Table of Contents for Suddenly, the Sight of War
1.Part I: Hebrew Symbolist Poetry During World War II
The first part focuses on the struggle of the poets of the Hebrew symbolist school in Eretz-Israel to represent the violence perpetrated against Jews in Europe at the beginning of World War II. The overruling aesthetic approach of Hebrew symbolism transforms during the war into a national commitment, favoring the national symbol of the living-dead as a discursive tool. Nathan Alterman's Joy of the Poor, the most important book of poetry of the period, established itself as an ideological and poetic source of influence for many Hebrew literary works of the literary generation of the 1940s.
2.Part II: Historical Analogy and National Allegory During the Holocaust
This part focuses on the surprising manner in which Nathan Alterman dealt with the Holocaust in his book The Poems of the Plagues of Egypt (1944). The fact that Alterman fully internalized the annihilation of the Jewish people in Europe created a revolution in his patterns of poetic representation.
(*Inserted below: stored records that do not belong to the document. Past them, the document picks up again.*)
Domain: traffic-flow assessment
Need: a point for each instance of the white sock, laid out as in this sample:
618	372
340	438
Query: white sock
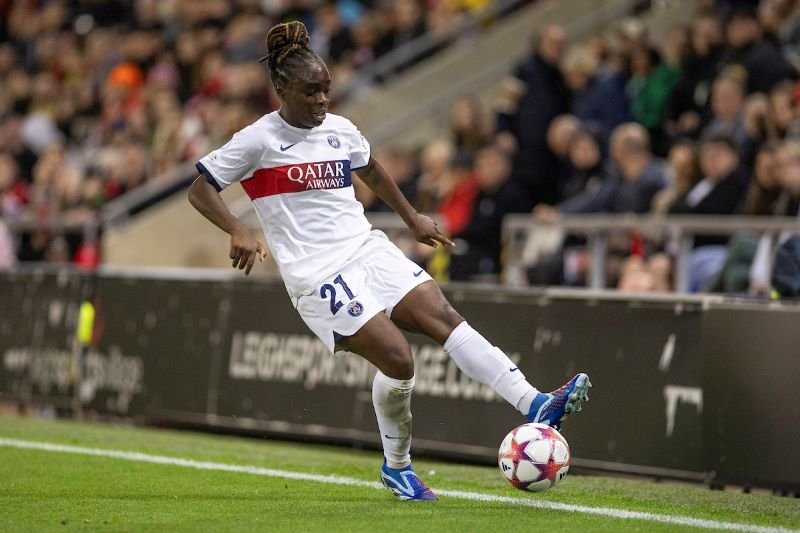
392	400
489	365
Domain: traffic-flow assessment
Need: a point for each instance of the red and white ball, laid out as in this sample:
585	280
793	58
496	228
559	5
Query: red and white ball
534	457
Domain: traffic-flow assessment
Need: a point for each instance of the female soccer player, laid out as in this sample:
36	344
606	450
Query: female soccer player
352	287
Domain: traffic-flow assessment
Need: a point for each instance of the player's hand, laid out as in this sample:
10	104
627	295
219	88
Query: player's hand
244	249
426	231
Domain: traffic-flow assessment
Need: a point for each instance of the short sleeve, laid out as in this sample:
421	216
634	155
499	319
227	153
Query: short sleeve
230	163
359	147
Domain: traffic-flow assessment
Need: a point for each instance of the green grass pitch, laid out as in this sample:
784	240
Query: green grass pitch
59	491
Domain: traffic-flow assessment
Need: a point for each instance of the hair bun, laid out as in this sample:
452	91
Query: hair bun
285	37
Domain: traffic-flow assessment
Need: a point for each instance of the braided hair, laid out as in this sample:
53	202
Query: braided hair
288	51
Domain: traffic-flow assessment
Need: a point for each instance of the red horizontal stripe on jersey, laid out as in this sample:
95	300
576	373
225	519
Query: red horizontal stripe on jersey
298	178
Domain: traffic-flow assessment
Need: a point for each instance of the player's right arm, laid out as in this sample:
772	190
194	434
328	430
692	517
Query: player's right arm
244	248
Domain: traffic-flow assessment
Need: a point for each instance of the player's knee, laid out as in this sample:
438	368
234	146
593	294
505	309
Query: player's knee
448	316
398	364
By writing The Poems of the Plagues of Egypt Alterman changed his poetics dramatically—from one dominated by the symbol to one dominated by allegory.
3.Part III: Symbols of Death in the National War for Independence
During World War II and right after, there was a noticeable effort by some members of the symbolist school led by Avraham Shlonsky to return to what had been the dominant nationalist symbolism. Influenced by a labor-movement culture, these writers and other artists produced images of national sovereignty during the war and in its wake. This part of the book includes a detailed discussion of the political and literary relationships between war reportage and war poetry, as well as an analysis of women's war poetry and the way it uses representations of the human body to subvert the hegemonic literary representations of the war.